Figure 1.

Impact of DCL RNAi on local hairpin dsRNA-mediated PTGS. A to I, Local PTGS assay. The left half of leaves of N. benthamiana (A), DCL1i (B), DCL2Ai and DCL2Bi (C and D), DCL3Ai and DCL3Bi (E and F), DCL4Ai and DCL4Bi (G and H), and DCL24i (I) plants were co-infiltrated with agrobacterium harboring p35S-GFP₇₁₄ and pRNAi-GFP₇₁₄ and the right half with p35S-GFP₇₁₄ and the pRNAi-empty vector. Without PTGS, GFP₇₁₄ expression from p35S-GFP₇₁₄ shows strong green fluorescence.
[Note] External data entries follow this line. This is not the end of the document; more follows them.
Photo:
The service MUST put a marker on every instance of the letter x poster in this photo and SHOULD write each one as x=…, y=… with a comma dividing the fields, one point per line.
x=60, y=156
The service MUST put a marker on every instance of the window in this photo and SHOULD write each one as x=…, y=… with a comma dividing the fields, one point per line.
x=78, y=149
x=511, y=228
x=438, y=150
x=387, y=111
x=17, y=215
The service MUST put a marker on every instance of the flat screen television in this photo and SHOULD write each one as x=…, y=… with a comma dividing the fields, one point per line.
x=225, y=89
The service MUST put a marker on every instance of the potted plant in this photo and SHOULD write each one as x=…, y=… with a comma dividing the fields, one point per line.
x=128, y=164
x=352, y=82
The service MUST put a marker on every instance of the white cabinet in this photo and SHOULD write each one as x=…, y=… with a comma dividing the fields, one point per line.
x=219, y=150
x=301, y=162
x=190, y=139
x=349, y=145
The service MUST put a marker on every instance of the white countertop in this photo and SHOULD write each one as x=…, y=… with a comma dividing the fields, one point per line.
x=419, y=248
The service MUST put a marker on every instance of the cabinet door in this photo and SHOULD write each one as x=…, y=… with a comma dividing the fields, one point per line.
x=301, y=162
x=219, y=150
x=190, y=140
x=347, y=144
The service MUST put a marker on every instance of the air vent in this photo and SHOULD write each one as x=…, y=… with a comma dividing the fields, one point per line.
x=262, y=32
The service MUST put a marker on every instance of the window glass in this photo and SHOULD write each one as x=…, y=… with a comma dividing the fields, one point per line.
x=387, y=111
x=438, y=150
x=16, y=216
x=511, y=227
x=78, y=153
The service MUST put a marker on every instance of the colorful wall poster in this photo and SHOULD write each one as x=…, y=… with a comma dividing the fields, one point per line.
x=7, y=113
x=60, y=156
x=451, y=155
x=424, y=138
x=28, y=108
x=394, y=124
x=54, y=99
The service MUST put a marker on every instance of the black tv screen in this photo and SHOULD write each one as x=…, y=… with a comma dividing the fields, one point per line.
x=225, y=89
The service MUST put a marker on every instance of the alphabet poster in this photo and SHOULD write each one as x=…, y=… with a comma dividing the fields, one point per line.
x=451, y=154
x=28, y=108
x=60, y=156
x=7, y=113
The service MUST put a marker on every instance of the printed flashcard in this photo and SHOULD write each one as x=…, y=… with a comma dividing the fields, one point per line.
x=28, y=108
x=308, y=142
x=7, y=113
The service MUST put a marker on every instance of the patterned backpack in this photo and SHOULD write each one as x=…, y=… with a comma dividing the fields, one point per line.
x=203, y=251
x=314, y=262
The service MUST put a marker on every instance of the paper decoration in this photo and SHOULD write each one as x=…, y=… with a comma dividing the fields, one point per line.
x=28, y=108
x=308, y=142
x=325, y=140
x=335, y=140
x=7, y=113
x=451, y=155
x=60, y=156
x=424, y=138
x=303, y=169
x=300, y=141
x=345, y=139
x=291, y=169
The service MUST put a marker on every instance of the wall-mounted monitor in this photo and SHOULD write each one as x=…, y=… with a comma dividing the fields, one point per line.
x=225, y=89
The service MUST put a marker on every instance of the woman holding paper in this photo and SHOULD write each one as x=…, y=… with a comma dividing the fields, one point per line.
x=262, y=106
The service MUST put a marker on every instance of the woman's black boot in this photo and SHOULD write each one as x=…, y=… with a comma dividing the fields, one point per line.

Induction of PTGS by the hairpin GFP₇₁₄ dsRNA generated from pRNAi-GFP eliminates GFP₇₁₄ expression and the infiltrated lamina show red auto-fluorescence. DCL4 RNAi attenuated intracellular silencing and the level of PTGS decreased in DCL4Ai, DCL4Bi, and DCL24i plants. Some green fluorescence is still visible in the infiltrated lamina of these plants (G–I). Photographs were taken under long-wavelength UV light (top) or through a stereo-fluorescent microscope (bottom) at 4 dpa. Bar = 100 μm. The ratio in the bottom right corner of each panel indicates the number of plants out of the number of agro-infiltrated plants that developed local PTGS in two experiments. The green fluorescence intensity was measured using ImageJ software (Supplemental Fig. S4). J, Analysis of GFP₇₁₄ mRNA in DCL RNAi lines. Northern detection was performed using GFP₇₁₄-specific probes (top). Equal loading of total RNAs extracted from leaf tissues at 4 dpa is indicated by the equal amount of 18S and 28S rRNAs shown on the gel (bottom). The position and size of GFP₇₁₄ mRNA and 18S and 28S rRNA are indicated. K, Detection of local L-siRNAs. L-siRNAs were analyzed by small RNA northern blots (top). Equal loading of sRNAs extracted from leaf tissues at 4 dpa is indicated by the equal amount of 5S rRNA/tRNAs shown on gel (bottom). The position of 21, 22, and 24 nt siRNA as well as 5S rRNA/tRNAs are indicated.